Patterson, who has been dubbed "the Henry Ford of books," is revered as much as he is maligned for the rise of his brand. Highbrow literary types chastise him for churning out mediocre prose and cheap thrills and dis his stable of co-authors. Stephen King described him as a "terrible writer." Critic Patrick Anderson called his second Alex Cross novel, Kiss the Girls, "sick, sexist, sadistic and subliterate."

Yet Patterson's success is staggering. Forbes puts his career earnings at $700 million over the past decade. "I just wish people would be a little more generous with…. It's just different kinds of ways to communicate," he tells me. "You could take the harshest critic in the world—some real snot—and ask them to write out the two or three stories they tell to other people that they know are really good stories. And then read the fuckers. And they'll find there probably aren't any good sentences, but they are really good stories."

Patterson calls his writing "colloquial storytelling," and his MasterClass offers insights into his process, from killing off characters to working with co-authors and ensuring that readers know a book's heroes and villains better than they know their own spouses. He also covers practical matters, such as how to get published and market your book. "I'm not setting out rules for people or telling them how to do it," he says. "I'm just saying, 'This is the way I do it, and some of these things may be helpful to you.'"

Patterson's class is filled with snackable takeaways tailored to the aspiring writer, interesting to the avid reader and relevant to all creative types. Establishing a routine, he says, is paramount. He wroteBerryman between 5 and 7 a.m. while working at the international advertising agency J. Walter Thompson. Now he writes seven days a week, always on a yellow legal pad. His assistant types up his drafts and prints them, triple-spaced, so Patterson has room to edit by hand.

When it comes to plot, he says, go for "a story, not necessarily a lot of pretty sentences." If you get stuck, write "TBD" and move on. And always break the rules. Patterson's books often include the first and third person. "People say that's cheating," he says. "Did Moses come down with that? Was that the 11th [commandment]?"

In his first Michael Bennett book,Step on a Crack, readers meet Detective Bennett, a cop with 10 adopted children and a wife who's dying of cancer. Oh, and armed men just held up the state funeral of a former first lady—where Bennett was in charge. "This is insane," Patterson says. "A lot of writing professors would go, 'Don't do it. Don't write that story.' To me, that was a tremendous challenge in terms of, No, I can do this." (Some stories shouldn't be written, though. Patterson calls his second book, Season of the Machete, about a psychopathic couple wreaking havoc on a tropical island, a "horror show. I've asked them to stop printing it.")

My second "oh, shit" moment comes when Patterson holds up a blank legal pad, looks straight into the camera and says, "This is the enemy." He won't even start writing a book until he's done three to six outlines. "That will save a lot of heartache. If you can't write the outline, you probably can't write the book," he tells me. I immediately vow to never write an article without an outline. (Confession: I've gotten this far in the article without one and find myself wondering what would happen if I printed it, triple-spaced, and gave it to Patterson to edit.)

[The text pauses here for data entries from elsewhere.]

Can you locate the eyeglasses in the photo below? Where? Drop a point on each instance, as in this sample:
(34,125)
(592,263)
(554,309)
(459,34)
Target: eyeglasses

Still, Patterson is natural on camera and makes his class feel as if we're all hanging out at the local coffee shop. And why not? As he puts it, "Let's face it, I'm not writing War and Peace. I'm not writing Ulysses. But I always try to do the best I can possibly do…. You gotta aim for the stars with this stuff."

Correction: An earlier version of this article misstated the number of #1 New York Times best-sellers Patterson has written. The correction number is 67.